The multiple transactions got under way earlier this year when Lloyd Cunningham, now a metro Phoenix resident, sold four Colorado-area multifamily and retail properties and jumpstarted a reinvestment and trading up in Arizona. He relocated from Colorado Springs to metro Phoenix while the deals were coming to fruition.
Desert View, located at 303 E. Broadway, was the final piece of the puzzle and completes Cunningham's 1031 requirements, says Kobierowski. Cunningham paid $4.9 million for the 87%-occupied complex, built in 1985. The holding brought $39,286 per unit or just a shade under the region's average.
Kobierowski and Greg Thielen, a Hendricks & Partners' senior adviser, represented Cunningham in three of the four buys, closing packages totaling about $12 million. Todd Braun and Bert Kempfert, both of CB Richard Ellis Inc.'s Phoenix office, handled all of Farnam's transactions related to the sales and acquisition.
In late September, Cunningham paid $3.9 million for the 93%-occupied Fairmount Greens, located at 3851 N. 28th St. The Phoenix complex was built in 1973. In February, Cunningham bought the 16-year-old, 40-unit North Mountain Vista in Phoenix for $1.2 million. In July, he spent $3.1 million for the 29-year-old, 80-unit Rio Vista in Mesa.
"This is something that everybody's doing," Kobierowksi says. "They're taking advantage of low-interest rates, selling older product and moving into something newer."
In many cases, the buyers aren't new to the Arizona multifamily market. REITs, pension funds and private investors alike are being tempted by the marketplace.

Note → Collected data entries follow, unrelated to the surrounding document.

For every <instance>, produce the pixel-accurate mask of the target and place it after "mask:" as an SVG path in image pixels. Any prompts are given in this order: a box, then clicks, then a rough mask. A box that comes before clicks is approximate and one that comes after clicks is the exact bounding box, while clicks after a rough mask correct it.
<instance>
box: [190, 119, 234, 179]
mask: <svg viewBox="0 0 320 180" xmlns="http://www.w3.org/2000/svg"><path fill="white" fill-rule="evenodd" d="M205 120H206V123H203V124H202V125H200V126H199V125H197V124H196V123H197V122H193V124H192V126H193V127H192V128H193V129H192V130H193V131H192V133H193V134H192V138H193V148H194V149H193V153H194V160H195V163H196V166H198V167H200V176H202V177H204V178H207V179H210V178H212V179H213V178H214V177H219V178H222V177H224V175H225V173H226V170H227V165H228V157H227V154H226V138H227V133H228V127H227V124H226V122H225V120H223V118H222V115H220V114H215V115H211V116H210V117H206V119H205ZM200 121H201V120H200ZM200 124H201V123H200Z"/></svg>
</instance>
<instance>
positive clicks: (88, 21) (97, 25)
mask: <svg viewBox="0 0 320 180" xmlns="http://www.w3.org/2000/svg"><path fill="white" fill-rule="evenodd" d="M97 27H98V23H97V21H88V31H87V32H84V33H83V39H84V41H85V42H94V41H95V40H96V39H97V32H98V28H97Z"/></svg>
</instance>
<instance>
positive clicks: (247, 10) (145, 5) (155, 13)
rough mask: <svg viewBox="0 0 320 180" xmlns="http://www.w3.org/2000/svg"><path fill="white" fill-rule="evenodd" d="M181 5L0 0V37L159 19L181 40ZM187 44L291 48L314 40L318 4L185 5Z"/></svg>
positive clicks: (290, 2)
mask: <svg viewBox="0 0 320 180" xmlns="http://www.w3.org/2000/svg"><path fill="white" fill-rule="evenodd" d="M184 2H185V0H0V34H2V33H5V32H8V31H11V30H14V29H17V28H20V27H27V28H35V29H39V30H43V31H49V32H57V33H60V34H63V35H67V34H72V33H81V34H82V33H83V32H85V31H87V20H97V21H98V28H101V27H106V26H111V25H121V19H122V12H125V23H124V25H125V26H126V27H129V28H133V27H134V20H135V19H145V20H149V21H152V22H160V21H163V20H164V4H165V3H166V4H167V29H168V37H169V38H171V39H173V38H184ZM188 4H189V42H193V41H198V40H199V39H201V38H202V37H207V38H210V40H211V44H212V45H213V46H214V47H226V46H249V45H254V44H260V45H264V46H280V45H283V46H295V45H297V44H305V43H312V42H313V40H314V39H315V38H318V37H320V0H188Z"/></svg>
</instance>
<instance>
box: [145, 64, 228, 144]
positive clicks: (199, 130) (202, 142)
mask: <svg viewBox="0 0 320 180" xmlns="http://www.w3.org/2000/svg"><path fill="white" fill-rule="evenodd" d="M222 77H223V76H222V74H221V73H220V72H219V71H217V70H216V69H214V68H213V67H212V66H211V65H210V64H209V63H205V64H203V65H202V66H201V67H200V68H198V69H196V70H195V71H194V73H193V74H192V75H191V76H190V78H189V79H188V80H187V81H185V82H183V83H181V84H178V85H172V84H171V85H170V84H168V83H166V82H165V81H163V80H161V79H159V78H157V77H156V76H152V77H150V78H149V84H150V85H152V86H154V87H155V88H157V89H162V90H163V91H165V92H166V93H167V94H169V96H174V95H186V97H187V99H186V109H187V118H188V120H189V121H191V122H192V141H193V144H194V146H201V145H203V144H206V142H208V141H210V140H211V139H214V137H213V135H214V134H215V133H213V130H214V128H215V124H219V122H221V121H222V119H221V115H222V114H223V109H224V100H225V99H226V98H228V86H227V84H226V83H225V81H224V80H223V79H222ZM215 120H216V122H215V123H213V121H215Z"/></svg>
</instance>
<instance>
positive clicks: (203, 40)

In late September, the Kobierowski-Thielen team drew five bidders on a premier property in Show Low, a second-home mountain area rapidly becoming a favorite four-seasons address. The fully occupied, 36-unit Mountain Top Village Apartments at 4850 S. White Mountain Rd. was bought for about $2.2 million by private investor, Bonnie Dee Fullerton of Washington state, who hawked a Portland property for her 1031 exchange. Mountain Top Village, owned by Phoenix-developer John Cheney, was under contract in less than a month of coming to market, says Kobierowski. "There's been no slowdown at all," he says. "I am pushing 60 to 70 hours a week to keep up with the market.